1. Field of the Invention
This invention relates to error diffusion in printing, more particularly to error diffusion in color printing.
2. Background of the Invention
In digital printing, the output to the printing system that forms the necessary dots is binary, either ON or OFF. A comparison of the intended value to a threshold determines whether the output i s ON or OFF. For example, consider an 8-bit system with a range of possible values from 0-255. The threshold for ON or OFF is set to 127.5, or at the mid-point. Values above will be is turned ON, values below OFF.
However, the value given an ON dot will be 255, and OFF will be 0. Therefore, an error exists between the intended value and the printed value of the dot. For example, if a dot has an intended value of 200, it lies above the threshold and will be turned ON. Its printed value will be 255, so there is an error of +55 between its intended and printed values.
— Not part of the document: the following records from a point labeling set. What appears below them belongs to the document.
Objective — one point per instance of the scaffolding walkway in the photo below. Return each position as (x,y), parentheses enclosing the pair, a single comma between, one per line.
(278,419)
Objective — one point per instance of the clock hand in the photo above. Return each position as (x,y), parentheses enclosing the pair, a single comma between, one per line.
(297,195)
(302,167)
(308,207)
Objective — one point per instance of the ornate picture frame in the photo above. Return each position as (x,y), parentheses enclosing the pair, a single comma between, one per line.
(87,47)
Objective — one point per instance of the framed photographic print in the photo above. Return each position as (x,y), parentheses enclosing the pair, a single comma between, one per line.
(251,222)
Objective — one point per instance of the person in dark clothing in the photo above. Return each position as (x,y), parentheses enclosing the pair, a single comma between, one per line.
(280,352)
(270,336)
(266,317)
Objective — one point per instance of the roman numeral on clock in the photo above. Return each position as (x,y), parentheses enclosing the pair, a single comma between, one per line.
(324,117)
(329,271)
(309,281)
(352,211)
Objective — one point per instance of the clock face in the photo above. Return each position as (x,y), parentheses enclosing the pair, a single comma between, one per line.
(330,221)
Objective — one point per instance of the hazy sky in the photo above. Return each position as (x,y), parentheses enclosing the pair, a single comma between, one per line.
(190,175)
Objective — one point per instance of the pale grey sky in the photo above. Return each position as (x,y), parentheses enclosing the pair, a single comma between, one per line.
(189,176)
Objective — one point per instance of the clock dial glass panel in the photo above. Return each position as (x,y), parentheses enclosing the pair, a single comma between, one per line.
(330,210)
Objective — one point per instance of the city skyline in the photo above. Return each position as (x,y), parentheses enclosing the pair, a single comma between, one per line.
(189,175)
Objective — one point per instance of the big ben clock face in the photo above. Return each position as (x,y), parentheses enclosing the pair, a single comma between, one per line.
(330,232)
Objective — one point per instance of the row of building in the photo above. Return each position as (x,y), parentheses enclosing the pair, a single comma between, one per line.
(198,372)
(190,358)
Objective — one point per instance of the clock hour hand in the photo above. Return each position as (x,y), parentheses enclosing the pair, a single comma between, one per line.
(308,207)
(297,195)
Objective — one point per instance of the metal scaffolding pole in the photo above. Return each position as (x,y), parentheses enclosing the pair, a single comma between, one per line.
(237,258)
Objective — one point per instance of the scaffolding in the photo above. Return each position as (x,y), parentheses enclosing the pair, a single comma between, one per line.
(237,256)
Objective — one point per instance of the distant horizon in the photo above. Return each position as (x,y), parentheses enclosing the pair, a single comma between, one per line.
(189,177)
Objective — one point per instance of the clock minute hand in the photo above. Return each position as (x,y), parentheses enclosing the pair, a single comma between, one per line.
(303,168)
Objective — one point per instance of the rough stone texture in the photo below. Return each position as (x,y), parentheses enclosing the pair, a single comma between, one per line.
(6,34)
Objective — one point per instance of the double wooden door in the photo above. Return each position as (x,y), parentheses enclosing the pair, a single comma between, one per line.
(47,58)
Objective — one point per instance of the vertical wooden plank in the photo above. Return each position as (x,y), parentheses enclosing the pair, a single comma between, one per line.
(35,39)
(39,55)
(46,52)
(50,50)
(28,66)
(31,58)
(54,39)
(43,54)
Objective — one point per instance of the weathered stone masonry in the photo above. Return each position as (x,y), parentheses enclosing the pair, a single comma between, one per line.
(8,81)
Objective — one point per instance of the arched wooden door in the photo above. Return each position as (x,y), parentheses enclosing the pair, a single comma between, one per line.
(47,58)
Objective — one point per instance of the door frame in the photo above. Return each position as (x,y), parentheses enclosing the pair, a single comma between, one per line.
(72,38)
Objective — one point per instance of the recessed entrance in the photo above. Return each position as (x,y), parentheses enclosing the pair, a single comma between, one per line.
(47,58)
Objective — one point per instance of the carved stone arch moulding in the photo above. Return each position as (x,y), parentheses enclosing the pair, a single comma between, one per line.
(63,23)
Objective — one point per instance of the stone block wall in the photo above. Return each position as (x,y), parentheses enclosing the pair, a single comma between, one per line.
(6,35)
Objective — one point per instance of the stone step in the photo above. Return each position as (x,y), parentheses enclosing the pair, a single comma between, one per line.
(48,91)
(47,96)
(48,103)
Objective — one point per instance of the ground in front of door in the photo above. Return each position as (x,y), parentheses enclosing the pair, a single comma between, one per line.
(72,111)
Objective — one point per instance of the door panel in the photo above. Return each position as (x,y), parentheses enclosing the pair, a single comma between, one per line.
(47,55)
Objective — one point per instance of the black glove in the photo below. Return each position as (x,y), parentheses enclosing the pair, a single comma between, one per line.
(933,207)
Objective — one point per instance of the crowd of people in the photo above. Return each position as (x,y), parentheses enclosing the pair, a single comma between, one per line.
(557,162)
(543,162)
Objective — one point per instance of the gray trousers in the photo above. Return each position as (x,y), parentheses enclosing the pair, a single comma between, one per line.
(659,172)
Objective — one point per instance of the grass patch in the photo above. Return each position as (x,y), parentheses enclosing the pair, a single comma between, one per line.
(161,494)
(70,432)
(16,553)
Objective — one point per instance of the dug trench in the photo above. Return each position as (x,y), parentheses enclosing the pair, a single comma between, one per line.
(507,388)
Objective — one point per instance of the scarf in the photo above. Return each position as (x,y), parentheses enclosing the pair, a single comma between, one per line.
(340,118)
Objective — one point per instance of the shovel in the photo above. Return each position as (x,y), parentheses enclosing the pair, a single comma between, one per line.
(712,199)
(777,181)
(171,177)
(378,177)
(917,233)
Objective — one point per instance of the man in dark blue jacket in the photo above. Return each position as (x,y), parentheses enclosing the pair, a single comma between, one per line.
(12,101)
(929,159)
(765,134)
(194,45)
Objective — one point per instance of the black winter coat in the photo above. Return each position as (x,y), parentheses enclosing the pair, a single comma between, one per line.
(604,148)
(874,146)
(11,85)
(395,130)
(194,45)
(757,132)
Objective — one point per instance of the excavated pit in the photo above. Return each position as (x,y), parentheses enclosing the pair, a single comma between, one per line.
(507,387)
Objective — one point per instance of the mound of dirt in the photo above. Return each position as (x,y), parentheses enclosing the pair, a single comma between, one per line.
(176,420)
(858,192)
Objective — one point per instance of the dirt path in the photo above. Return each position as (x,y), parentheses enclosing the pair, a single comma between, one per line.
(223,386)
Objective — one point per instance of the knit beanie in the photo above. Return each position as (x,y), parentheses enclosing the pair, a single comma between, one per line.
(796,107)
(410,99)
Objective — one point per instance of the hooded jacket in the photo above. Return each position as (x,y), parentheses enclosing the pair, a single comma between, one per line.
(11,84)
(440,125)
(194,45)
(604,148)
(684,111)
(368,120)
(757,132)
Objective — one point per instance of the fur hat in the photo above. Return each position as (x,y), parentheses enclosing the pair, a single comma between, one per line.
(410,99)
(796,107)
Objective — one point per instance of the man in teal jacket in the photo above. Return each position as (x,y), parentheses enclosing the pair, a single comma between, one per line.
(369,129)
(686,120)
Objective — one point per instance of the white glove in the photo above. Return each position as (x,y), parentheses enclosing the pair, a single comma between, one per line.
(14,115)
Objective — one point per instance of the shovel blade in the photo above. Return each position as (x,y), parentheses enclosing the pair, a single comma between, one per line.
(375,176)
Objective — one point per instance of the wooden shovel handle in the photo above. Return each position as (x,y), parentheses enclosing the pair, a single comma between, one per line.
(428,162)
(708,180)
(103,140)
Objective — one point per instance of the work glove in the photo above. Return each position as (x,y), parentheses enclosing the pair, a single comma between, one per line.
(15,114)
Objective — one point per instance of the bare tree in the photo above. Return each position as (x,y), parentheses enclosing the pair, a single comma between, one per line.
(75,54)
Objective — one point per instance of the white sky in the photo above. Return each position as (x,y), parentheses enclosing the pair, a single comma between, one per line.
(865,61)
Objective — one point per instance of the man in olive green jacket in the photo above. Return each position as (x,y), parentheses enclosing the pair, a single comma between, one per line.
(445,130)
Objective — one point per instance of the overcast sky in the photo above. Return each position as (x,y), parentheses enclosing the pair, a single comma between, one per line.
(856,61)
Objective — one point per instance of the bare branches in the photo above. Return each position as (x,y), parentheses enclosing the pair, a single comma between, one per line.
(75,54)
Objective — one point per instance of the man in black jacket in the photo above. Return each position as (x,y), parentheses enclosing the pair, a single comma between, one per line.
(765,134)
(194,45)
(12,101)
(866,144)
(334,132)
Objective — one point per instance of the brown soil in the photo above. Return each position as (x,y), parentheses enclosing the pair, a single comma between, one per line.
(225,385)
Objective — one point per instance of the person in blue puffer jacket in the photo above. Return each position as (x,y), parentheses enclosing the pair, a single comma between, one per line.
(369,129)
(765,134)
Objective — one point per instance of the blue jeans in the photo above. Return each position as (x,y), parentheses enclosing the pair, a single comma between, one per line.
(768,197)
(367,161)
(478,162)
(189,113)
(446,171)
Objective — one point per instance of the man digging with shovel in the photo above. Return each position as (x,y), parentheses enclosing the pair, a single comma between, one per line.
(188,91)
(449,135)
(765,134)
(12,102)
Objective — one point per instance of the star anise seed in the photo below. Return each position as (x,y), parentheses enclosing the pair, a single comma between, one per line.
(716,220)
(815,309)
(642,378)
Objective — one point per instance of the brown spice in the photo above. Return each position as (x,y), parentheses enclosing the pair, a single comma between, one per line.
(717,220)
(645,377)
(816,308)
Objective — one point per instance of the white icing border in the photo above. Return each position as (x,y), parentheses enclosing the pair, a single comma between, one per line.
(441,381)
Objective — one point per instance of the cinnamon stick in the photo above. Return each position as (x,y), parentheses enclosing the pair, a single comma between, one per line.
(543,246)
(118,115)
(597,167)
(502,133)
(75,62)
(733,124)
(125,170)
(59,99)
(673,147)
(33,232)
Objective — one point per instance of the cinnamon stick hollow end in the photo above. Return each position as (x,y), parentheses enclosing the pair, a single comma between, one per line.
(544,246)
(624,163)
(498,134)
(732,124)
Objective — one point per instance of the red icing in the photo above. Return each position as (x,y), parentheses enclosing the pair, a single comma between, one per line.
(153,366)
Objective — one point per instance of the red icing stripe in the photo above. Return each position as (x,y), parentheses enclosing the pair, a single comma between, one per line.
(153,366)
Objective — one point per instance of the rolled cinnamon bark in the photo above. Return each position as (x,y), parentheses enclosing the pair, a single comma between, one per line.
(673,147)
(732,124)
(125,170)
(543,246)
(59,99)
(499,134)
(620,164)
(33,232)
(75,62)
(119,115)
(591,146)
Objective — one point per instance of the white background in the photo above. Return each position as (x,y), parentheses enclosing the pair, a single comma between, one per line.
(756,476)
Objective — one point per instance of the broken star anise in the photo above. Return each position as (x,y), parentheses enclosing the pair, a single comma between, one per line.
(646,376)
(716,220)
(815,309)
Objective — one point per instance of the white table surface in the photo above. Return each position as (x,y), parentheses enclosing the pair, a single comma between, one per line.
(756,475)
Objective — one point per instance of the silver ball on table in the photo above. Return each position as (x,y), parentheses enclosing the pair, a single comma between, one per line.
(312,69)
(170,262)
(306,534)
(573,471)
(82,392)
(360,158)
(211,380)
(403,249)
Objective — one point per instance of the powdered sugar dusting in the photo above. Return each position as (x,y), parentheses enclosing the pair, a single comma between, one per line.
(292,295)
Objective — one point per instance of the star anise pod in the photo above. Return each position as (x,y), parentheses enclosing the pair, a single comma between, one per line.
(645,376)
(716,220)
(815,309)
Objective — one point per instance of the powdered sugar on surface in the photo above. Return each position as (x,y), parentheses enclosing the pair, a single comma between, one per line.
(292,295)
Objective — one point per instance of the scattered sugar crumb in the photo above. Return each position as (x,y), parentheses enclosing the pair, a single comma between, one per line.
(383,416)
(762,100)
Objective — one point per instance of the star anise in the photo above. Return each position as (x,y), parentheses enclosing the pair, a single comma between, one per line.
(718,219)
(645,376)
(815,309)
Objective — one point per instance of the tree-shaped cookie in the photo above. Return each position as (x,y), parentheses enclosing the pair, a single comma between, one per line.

This error is typically handled with error diffusion, originally proposed by Floyd and Steinberg. The error value can be assigned to the next dot, since the dots are so relatively small in the perceived human eye response; the eye will tend to integrate the next several dots into one larger spot of color. Floyd and Steinberg suggested using four yet to be processed pixels that neighbor the pixel with the error value.
The Floyd-Steinberg approach 10 is shown in FIG. 1. The threshold is applied to the input color value, which in this example is 200. The threshold is 128, so that dot is printed. The resulting difference between the intended value of 200 and the printed value is +55. It will be diffused to the neighbors with the weights of 7 5 3 1, in the positions shown at 14. The sum of the weights is 16, so the error valued ed=55/16=3.44. The following table demonstrates the result error diffusion on the neighboring pixels. The original value for all pixels is 144.
It must be understood that the error values computed for each pixel are only those from the previous pixel. Other error values exist for the pixels from other neighboring pixels. For example, if X in the below diagram is the pixel with value 200 from the example, Y is the neighboring pixel. The pixel that has the 5 weight from X is the pixel that has the 3 weight from Y. The error diffusion for X is in parentheses ( ), the error diffusion for Y in the brackets [ ].
As mentioned above, the flowchart for this process is shown in FIG. 1. One problem with this method of error processing is directional hysteresis because of the scan line format. The error diffusion can lead to objectionable artifacts in the image. A significant artifact is a texture pattern in the mid-tone region.
These artifacts are especially noticeable in the color printing area. A perceived colored pixel is actually an integrated image in the eye that takes four separate dots that are so close together that they are resolved as one. Some attempts have been made to layer the different color dots on top of each other, but these are not usually successful. The problem with layering the dots on top of each other is that the slightest slip in registration between the colors leads to further artifacts.
Several solutions to this problem have been proposed. The mid-tone patterns can be deconstructed. Instead of printing the dots on top of each other, the dots can be offset slightly from the centroid of the pixel position. The human eye resolves it as one pixel. Alternatively, a good relationship can be established between the four color dot positions relative to the centroid of the pixel. However, even these techniques can leave artifacts in the image, especially in the regions with values between 64 and 192.
Therefore, a new technique is needed for artifact correction in error diffusion for the mid-tone regions of print images.
One aspect of the invention is a method of error diffusion in printing that uses at least two thresholds applied along directional guided threshold lines. The priority to print a dot for any given color depends upon its relationship to the threshold for that position and that color. The thresholds for each color are established along a different direction from the other colors. The series of thresholds is then assigned to the lines in the proper direction for that color. The input color value is compared to the threshold for that position and the priority is determined.
In one embodiment of the invention, three threshold values are used. The four color threshold line orientations use these three thresholds to determine the printing priority for that color at each position.